Frei Marco Caldas: “O Carmelo Descalço pode ser uma Casa e Escola de Comunhão com Deus e entre os irmãos convocados a partilhar a vida”

Este ano, a Ordem dos Carmelitas Descalços está a celebrar 400 anos do Convento de Nossa Senhora do Carmo, em Viana do Castelo. O Notícias de Viana esteve à conversa com Frei Marco Caldas, que deu a conhecer a história da Ordem a que pertence e a sua missão, desvendando, ainda, o programa jubilar.

Micaela Barbosa
22 Jul. 2021 14 mins
Frei Marco Caldas: “O Carmelo Descalço pode ser uma Casa e Escola de Comunhão com Deus e entre os irmãos convocados a partilhar a vida”
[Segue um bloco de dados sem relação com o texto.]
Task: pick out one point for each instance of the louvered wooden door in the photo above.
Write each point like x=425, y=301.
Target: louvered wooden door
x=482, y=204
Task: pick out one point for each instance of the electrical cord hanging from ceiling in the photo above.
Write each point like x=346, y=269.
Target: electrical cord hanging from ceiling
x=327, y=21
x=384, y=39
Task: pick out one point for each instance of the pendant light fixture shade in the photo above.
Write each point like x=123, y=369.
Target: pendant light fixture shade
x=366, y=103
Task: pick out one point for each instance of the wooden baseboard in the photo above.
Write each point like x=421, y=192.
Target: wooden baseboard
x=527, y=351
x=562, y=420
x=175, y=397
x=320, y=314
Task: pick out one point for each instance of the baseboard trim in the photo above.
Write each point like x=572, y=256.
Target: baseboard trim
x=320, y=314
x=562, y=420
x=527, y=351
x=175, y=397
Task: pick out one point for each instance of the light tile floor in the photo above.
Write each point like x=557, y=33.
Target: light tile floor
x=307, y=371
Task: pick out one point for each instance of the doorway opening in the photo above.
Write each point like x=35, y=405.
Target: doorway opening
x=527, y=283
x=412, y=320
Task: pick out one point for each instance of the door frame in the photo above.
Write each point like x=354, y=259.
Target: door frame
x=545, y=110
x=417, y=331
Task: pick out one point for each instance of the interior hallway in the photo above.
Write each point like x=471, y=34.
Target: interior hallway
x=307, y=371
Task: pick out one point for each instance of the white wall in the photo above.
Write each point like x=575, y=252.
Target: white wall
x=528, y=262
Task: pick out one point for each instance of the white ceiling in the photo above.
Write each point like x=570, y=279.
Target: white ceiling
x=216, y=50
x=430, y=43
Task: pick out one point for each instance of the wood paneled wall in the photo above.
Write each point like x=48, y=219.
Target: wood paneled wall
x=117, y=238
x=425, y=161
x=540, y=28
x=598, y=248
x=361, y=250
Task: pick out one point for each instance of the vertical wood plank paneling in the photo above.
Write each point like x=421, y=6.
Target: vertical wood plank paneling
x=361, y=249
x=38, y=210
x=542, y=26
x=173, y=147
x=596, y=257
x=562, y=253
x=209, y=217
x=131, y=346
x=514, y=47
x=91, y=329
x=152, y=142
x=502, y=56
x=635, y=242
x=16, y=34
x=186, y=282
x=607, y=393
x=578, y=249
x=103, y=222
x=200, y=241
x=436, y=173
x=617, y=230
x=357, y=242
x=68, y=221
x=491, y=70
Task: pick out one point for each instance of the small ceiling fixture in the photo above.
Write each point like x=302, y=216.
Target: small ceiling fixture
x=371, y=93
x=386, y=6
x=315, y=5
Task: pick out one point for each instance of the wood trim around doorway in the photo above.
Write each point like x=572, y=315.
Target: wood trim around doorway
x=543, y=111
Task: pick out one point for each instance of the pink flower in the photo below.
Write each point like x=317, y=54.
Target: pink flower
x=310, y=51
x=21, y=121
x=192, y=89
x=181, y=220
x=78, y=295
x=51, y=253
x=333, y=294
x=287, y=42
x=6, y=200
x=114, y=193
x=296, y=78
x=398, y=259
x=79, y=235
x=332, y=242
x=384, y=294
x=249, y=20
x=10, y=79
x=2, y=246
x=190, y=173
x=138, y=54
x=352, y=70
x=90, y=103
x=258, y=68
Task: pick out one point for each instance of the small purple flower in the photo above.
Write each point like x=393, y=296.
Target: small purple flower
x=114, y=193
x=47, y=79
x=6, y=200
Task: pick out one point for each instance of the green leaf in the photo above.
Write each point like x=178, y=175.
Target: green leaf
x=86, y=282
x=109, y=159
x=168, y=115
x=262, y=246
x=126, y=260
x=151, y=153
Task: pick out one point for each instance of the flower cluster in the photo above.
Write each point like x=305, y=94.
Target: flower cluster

Frei Marco Caldas, natural de Melgaço, entrou para a Ordem dos Carmelitas Descalços com 19 anos. Fez a Profissão Solene (definitiva) no dia 3 de agosto 2009; foi ordenado Diácono no dia 25 de abril de 2010 e, no dia 16 de julho de 2011, ordenado Sacerdote com mais 4 Irmãos Carmelitas, no Santuário do Menino Jesus de Praga. Escolheu a frase bíblica, «Dai de graça, o que recebestes de graça», como lema para a sua vida enquanto carmelita. 

Notícias de Viana (NdV): Como surge a Ordem dos Carmelitas Descalços?

Frei Marco Caldas (FMC): Somos a Ordem dos Carmelitas Descalços (OCD), fundada por Santa Teresa de Jesus e por São João da Cruz, no séc. XVI, em Ávila, Espanha. Os nossos fundadores criaram esta nova Ordem a partir da tradição da Ordem do Carmo, que nos lega como Mãe, Irmã e Modelo de consagração a Virgem Maria, a quem invocamos como Nossa Senhora do Carmo.

Nós, os Carmelitas Descalços, devemos o nosso nome ao Monte Carmelo, onde se instalaram alguns cruzados e peregrinos no fim da terceira Cruzada no ano 1192, com o desejo de viver uma vida eremítica naquele local bíblico, tendo como ideal de retiro e oração o profeta Elias, que muitos séculos antes se havia instalado também nesta cordilheira, junto ao mar Mediterrâneo. Elias foi tomado não só como modelo, mas também como fundador e pai daquele grupo de buscadores de Deus. Estes eremitas seguiam a Regra de Vida que lhes deu Santo Alberto, Patriarca de Jerusalém, chamando-se Irmãos da Bem-Aventurada Virgem Maria do Monte Carmelo.

No séc. XIII, devido aos sucessivos ataques dos muçulmanos, os Carmelitas viram-se obrigados a voltar ao Ocidente, onde tiveram que adaptar a sua vida eremítica ao estilo de vida religiosa dominante: a mendicante. Nesta diáspora não lhes faltou o favor da Virgem Maria, que, na pessoa de São Simão Stock, lhes garante a sua proteção através do Escapulário. Depois do processo de adaptação, estes frades, além da oração constante, dedicavam-se ao apostolado, à pregação e à animação espiritual. No Velho Continente, aqueles eremitas irão fundar Confrarias e Ordens Terceiras, animando e estimulando a vida espiritual dos que deles se abeiravam. Do desejo que as mulheres também manifestavam pelos ideais daquela vida eremítica e mendicante, nasceu o ramo feminino: as Irmãs Carmelitas.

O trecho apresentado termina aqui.